Samil Karadag, the manager of a family-owned taxi stand in Istanbul’s Ortakoy neighbourhood, said Uber’s return will tighten competition with the city’s regular cab drivers, making them rethink their attitude towards customers.
“I think Uber’s comeback will force both drivers and cab owners to get their act together. As a result, this will mostly have a positive impact in the Turkish cab market.”
Like elsewhere, the pandemic has hit Turkey’s tourism hard as the number of visitors dropped more than half to 15 million in 2020 from 51.9 million a year earlier.
From the shops which sell Turkish delights, to hotel operators, everyone in the country has seen a slide in their income.
Karadag is relieved at Uber’s return in the backdrop of this situation. “It could benefit us because our taxi drivers have run into issues with local applications such as BiTaksi,” he said.
With its ability to quickly connect a passenger with the closest available ride, Uber has expanded to 600 cities since its launch in 2010.
But it’s up for some bumps in Turkey - even if it has the legal cover for now.
“We do not trust Uber,” said Aksu, the head of the Istanbul cab drivers association, adding that he’d prefer Turkish ride hailing apps over Uber.
Karadag said there’s a fear among taxi drivers that despite the court decision, Uber will re-introduce the XL service.

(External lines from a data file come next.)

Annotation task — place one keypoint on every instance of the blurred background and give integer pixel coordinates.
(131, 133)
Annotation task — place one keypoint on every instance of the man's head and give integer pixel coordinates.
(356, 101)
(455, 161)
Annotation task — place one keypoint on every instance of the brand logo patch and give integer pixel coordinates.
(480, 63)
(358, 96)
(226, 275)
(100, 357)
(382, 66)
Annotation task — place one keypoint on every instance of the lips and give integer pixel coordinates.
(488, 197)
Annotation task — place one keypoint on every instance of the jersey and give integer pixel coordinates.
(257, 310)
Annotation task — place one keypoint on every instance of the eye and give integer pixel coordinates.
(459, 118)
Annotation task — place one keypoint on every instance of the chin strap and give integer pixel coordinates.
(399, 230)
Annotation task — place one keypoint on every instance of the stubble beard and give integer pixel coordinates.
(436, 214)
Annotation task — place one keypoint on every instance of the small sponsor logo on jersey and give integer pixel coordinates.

“We don’t know exactly what happens in the future.”
A game of licenses
Even after the Uber service was banned, the taxi drivers said they didn’t see any marked improvement in their income mainly because the pandemic has forced people to remain indoors.
“Our business has dropped by about 50 percent. We are incurring losses,” 45-year-old Aksu said. He hoped that the government would come up with an incentive package for the cab drivers, who number around 17,400 in Istanbul alone, making them a formidable vote bank.

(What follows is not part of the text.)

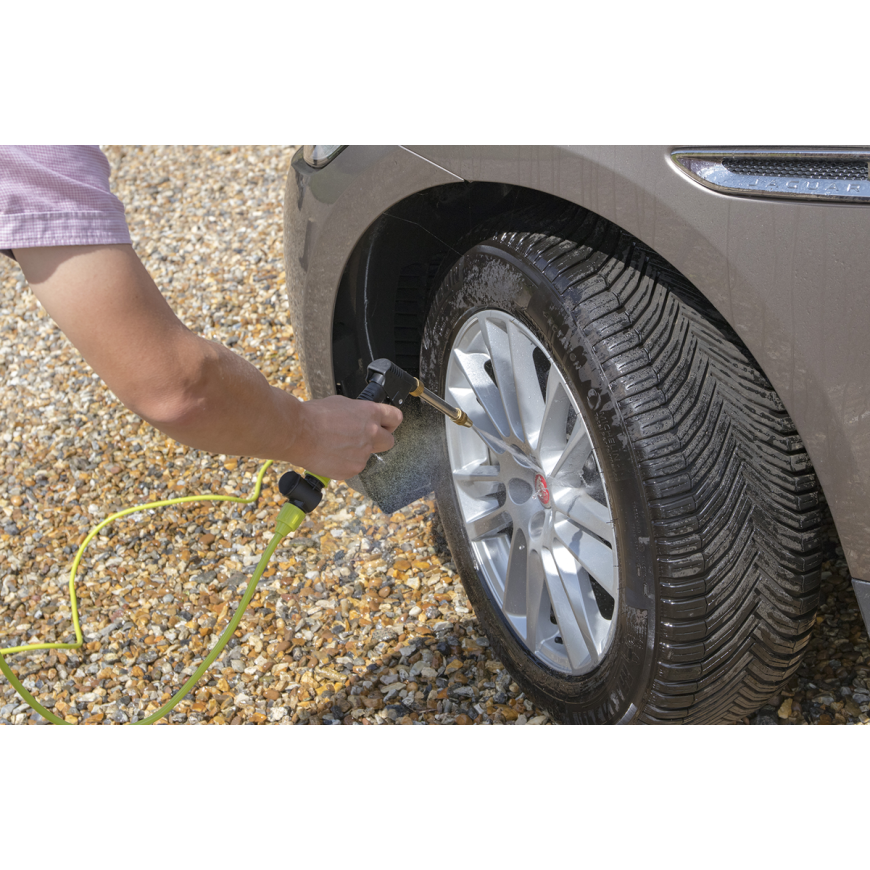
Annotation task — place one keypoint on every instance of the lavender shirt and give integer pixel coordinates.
(57, 195)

Due to the pandemic, working hours have been reduced and in recent weeks the government also imposed lockdowns during weekends.
The price of a taxi licence, which used to fetch $434,000, has come down to $240,000 now, said Aksu.
Zeki Karadag, another cab driver,said there was a time he “could buy 3-4 apartments” in exchange for his taxi license. Istanbul taxi drivers often talk about the worth of the license in terms of its real estate value. It’s now hard to buy even a single apartment against a license.
Taxi rents paid by drivers who don’t own their own cabs have also taken a hit.
Before the pandemic, monthly taxi rent was around 9,000 Turkish liras ($1,204), according to Karadag. It now stands at $535, he says.
The number of yellow taxis in Istanbul hasn’t changed since 1991, when authorities auctioned taxi number plates for the last time even as Istanbul’s population increased to 15 million. Efforts to put more taxis on the roads have been met with protest by cab drivers.
Despite the Uber threat, Karadag said it’s time for the cab drivers to look forward.
“We should have some confidence in ourselves. Instead of focusing on what Uber does to us, we need to put our own house in order,” he said.